This case is on the border somewhere -- it's hard to tell whether it's possible to enforce the contract "as agreed" because the terms are insufficiently precise. This is one of the huge advantages of written contracts over verbal ones. If something unexpected happens, the written contract usually gives you a resolution. However, it often also tends not to be a fair resolution. (For example, in the case of the misweighed cherries, the contract likely would say that the seller's written acceptance of the load waives claims that cherries were insufficient. Though this is a precise resolution, it's hardly fair to let the seller 100% benefit from his mistake while the buyer bears the full costs.)

Here's an interesting thought experiment: Say in that discussion, Patrick was asked this question: "Say it turns out that despite your best efforts, lots of people are borrowing from you to invest in Pirate. And say Pirate stops making payments and many of your loans go bad all at the same time. You probably can't enforce them in any court of law, so your chances of collecting on many of those loans would be low to non-existent. If that happens, are you and your wife going to make personal financial sacrifices to pay back all your investors 100%? This is a serious question and if this happens, I plan to hold you to what you say now and make it a term of our agreement. What will you do?"

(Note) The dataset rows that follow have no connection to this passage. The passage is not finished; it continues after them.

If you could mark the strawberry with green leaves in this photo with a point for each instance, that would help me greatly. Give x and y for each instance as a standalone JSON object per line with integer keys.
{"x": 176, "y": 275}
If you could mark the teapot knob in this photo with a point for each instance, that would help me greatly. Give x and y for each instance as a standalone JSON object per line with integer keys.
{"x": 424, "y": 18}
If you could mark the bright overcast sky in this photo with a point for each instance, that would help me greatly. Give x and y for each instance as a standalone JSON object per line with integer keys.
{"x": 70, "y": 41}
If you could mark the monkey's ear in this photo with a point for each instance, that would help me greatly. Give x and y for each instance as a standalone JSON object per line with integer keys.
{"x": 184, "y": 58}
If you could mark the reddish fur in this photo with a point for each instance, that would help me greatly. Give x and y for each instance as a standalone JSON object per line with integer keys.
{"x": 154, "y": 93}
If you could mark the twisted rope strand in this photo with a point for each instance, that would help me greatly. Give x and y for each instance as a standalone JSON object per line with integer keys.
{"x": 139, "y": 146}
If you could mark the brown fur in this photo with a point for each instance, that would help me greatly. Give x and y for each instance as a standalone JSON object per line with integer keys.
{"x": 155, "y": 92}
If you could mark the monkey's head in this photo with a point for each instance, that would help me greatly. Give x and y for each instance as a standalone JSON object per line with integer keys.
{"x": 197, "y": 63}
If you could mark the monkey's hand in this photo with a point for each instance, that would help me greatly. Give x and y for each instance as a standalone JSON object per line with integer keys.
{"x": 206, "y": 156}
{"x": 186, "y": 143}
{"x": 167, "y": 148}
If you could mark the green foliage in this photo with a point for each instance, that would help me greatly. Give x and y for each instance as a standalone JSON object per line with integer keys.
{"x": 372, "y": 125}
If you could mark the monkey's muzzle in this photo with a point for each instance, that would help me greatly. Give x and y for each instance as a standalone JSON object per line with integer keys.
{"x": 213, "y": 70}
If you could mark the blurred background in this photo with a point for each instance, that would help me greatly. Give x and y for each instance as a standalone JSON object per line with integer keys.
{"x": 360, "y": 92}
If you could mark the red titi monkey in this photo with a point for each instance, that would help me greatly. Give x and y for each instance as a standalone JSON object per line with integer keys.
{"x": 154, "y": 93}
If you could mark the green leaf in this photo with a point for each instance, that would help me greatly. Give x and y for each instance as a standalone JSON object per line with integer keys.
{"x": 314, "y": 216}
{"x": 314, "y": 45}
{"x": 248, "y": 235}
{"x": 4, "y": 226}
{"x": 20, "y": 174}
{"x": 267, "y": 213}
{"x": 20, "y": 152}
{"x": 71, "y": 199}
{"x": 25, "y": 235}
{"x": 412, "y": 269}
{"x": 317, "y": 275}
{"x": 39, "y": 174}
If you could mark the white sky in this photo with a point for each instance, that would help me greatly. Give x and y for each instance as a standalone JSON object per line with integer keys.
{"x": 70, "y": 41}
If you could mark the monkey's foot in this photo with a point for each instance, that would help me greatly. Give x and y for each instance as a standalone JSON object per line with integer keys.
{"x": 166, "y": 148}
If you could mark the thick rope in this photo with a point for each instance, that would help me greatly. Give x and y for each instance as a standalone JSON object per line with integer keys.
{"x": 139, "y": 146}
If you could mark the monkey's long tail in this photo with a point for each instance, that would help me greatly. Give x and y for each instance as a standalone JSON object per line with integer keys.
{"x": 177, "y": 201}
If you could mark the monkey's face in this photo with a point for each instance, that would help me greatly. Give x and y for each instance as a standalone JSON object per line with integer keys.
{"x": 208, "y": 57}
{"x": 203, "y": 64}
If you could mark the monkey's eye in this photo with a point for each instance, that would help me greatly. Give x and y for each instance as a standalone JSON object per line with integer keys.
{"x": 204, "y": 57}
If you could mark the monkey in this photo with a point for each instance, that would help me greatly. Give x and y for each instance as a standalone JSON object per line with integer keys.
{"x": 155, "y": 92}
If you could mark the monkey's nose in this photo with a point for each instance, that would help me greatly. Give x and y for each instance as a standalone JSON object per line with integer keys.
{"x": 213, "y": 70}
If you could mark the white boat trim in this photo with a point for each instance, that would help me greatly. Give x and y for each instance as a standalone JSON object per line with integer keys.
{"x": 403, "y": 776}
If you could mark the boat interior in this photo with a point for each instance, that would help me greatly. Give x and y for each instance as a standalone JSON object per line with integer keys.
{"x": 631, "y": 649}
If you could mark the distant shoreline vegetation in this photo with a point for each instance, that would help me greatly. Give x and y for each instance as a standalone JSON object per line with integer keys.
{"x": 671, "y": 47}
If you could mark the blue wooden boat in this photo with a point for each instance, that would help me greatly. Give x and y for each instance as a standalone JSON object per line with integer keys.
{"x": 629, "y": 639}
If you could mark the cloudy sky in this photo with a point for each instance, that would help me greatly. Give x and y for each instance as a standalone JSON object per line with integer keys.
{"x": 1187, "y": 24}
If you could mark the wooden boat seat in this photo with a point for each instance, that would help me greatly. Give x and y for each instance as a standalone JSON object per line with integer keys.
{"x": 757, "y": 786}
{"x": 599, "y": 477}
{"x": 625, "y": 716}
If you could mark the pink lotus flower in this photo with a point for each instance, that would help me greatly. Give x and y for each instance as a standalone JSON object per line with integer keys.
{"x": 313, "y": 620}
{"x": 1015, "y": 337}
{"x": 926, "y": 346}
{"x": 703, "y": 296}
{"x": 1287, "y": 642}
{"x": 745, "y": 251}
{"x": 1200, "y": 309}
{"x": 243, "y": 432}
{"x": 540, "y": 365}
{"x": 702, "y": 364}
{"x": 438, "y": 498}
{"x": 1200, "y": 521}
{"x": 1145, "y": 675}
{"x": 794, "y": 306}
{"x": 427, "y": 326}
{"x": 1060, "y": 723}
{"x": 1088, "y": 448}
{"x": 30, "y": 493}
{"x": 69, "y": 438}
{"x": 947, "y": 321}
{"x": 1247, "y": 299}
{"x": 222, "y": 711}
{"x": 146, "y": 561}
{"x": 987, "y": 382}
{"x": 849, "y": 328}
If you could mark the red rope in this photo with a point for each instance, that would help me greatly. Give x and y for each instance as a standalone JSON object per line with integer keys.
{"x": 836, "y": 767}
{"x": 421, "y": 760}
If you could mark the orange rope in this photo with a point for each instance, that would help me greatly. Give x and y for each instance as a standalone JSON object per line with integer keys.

What do you honestly think his answer would have been?

Aye, but we're going back to the fact depositors were not investing in Patrick's business or receiving a share of the profits. They were loaning him funds against interest and for safekeeping (financial services) and were led to believe Patrick operated as a bank (Offering said services and Patrick making a profit for himself with the business (the difference between the deposit rates and lending rates.)

The non-exposure to pirate was never part of the contract or included in it and cannot be invoked as a common mistake. Patrick offered a straight "- Deposit money -Receive x% interest" (The actual contract) accounts and operated as bank. The fact people informed themselves about the service provider's practices and declared they liked what they were told does not put any responsibility on them.

As for your thoughts experiment, I personally believe the answer would be "No", which doesn't mean others would assume the same thing or ever received this answer which would make that clause valid.